# Who would be interested ???



## MLabonte (Jan 19, 2009)

One last thing and I'm sure it most of you would know - you are responsible for shipping charges when mailing out the gift not the person you are sending it to, and would like to have all presents shipped out no later than Dec 15th - that way there they will recieve it by Christmas.
-Matt


----------



## MLabonte (Jan 19, 2009)

12 views and NO ONE is interested ???


----------



## Iron Mike (Oct 15, 2007)

I'd be in for this; I almost always participate in the "pay-it-forward" threads.

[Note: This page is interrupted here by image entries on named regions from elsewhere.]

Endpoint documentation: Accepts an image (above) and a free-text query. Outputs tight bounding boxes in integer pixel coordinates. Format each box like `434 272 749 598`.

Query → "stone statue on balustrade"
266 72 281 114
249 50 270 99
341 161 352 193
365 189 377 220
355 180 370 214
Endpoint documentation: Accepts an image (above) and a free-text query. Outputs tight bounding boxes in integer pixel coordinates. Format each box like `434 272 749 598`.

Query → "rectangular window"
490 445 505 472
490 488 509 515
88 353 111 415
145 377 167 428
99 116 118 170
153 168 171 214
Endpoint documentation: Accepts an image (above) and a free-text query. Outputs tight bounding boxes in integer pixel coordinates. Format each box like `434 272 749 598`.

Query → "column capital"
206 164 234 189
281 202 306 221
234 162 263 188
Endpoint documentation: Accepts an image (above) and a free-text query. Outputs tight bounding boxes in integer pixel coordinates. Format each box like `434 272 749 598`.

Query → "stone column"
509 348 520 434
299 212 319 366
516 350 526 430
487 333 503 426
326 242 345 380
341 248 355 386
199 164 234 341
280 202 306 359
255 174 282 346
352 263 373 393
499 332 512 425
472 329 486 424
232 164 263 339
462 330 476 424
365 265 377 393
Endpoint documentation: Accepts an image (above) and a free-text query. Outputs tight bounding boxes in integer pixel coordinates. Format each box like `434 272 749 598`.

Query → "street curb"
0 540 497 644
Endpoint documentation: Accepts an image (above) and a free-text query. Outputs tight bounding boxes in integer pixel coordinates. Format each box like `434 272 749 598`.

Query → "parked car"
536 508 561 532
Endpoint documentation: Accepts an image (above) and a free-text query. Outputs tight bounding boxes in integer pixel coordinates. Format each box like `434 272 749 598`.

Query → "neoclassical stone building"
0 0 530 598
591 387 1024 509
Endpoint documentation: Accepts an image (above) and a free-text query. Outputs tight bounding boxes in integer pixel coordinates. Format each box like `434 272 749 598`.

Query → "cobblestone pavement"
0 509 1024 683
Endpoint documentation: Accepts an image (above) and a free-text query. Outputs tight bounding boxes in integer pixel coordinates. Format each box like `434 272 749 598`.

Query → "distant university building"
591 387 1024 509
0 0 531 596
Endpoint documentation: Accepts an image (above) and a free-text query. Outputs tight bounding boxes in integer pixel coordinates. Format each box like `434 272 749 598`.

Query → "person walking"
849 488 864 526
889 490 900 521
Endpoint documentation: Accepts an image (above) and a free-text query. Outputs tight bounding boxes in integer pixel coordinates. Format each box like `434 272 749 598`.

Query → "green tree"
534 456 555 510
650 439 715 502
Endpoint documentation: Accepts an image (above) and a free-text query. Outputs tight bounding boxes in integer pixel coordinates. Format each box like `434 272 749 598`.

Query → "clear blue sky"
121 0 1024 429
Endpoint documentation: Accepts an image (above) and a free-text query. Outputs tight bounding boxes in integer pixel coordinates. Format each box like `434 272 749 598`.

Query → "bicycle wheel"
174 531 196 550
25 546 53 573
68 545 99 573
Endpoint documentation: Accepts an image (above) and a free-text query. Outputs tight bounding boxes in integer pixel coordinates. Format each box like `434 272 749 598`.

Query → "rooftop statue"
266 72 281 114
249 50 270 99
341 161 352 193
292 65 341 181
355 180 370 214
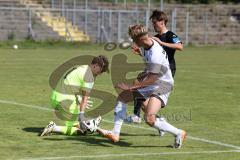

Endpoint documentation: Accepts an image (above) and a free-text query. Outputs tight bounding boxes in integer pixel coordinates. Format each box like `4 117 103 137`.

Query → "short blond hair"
128 24 148 39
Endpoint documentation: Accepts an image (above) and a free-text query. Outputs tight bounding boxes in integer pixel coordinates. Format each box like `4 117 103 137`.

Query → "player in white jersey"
98 25 186 148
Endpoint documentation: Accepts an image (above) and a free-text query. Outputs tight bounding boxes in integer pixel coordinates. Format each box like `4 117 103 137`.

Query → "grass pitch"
0 45 240 160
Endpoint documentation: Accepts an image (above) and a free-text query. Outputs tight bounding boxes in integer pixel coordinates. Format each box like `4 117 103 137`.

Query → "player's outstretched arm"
151 37 183 51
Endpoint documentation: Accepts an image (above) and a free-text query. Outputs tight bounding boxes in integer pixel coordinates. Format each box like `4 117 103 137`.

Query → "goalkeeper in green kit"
40 55 109 136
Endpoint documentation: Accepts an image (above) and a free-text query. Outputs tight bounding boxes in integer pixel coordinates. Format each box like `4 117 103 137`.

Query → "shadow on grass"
22 127 172 148
22 127 44 135
121 133 160 137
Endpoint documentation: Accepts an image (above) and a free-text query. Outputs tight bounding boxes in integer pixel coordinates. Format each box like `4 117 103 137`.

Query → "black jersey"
155 31 182 74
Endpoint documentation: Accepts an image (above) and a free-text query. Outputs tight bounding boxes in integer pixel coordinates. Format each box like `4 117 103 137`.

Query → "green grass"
0 45 240 160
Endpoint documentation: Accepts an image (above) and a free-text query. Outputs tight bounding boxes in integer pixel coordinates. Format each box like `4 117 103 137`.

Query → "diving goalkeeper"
40 55 109 136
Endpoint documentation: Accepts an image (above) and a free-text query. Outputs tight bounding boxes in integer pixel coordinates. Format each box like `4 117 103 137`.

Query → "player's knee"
144 114 156 126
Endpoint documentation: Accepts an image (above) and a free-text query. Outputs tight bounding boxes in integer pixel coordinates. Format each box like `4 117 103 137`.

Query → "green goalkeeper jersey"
51 65 95 106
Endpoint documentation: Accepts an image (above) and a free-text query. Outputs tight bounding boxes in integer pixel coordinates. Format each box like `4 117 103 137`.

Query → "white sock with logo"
112 101 126 135
153 118 181 136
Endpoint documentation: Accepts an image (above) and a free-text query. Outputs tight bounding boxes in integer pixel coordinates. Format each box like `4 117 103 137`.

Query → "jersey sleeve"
147 45 164 74
82 71 94 92
168 32 182 43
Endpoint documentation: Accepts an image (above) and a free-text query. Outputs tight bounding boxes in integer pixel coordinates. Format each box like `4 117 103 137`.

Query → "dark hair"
91 55 109 72
149 9 168 25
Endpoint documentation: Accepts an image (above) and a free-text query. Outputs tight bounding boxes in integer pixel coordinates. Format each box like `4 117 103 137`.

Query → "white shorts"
137 84 173 107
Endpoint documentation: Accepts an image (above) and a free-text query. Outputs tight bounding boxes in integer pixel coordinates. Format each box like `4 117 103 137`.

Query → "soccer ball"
82 116 102 134
13 44 18 49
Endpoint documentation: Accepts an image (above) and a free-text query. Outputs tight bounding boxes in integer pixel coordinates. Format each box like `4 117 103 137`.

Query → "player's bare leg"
144 97 186 148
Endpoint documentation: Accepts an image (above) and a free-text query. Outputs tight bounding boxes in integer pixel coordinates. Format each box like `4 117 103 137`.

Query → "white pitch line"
103 120 240 150
20 150 240 160
0 100 240 150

...........and I have some new-in-box cool archery swag I'd be happy to gift to someone.


----------



## MLabonte (Jan 19, 2009)

Sounds good Mike ! I'd like to get atleast 30 ppl or more to get this going !!! Anyone else interested ???


----------



## JDoupe (Dec 9, 2006)

I'm in. Let me know if it's a go so I don't sign up for 2!!!!!


----------



## MLabonte (Jan 19, 2009)

Going to try and get this started around the first of October - give's ppl time to get stuff and mail it out ! What I will do is start a new thread for the sign up and also a " I would like this " thread to give people an idea what ppl are looking for or need ! Once again this is a WHAT YOU CAN AFFORD event - I don't want to see any bashing due to a low price gift ! Some people cannot afford alot due to Employment reasons like myself but would still like to participate !!!
Once again this will be a ARCHERY / HUNTING Event " gift's " This seems like it could be a great event.


----------



## MLabonte (Jan 19, 2009)

Anyone else be interested in this ????


----------



## SuphanXP (Jan 1, 2010)

I'm in!!


----------



## Iron Mike (Oct 15, 2007)

ttt

Post up fellas; I have swag I'd love to gift for the season. 

Hoyt swag, Muzzy stuff, APA stuff, Easton, Victory, Bohning, Dead Down Wind, Tru-Van, NAP, Starrflight Fobs, Limbsaver stabs......and probably more if I dug a bit.:wink: :darkbeer:


----------



## MLabonte (Jan 19, 2009)

Start posting up guys and gals - Going to try and start this in about 2 weeks !!!! Should be fun !


----------



## hillwilly (May 20, 2011)

I'm in


----------



## JDoupe (Dec 9, 2006)

TTT - I'm still in!!!!


----------



## MLabonte (Jan 19, 2009)

Will be closing this thread - Official Sign Up is UP !!!


----------



## Pierre Couture (Oct 28, 2004)

This time it's for good.


----------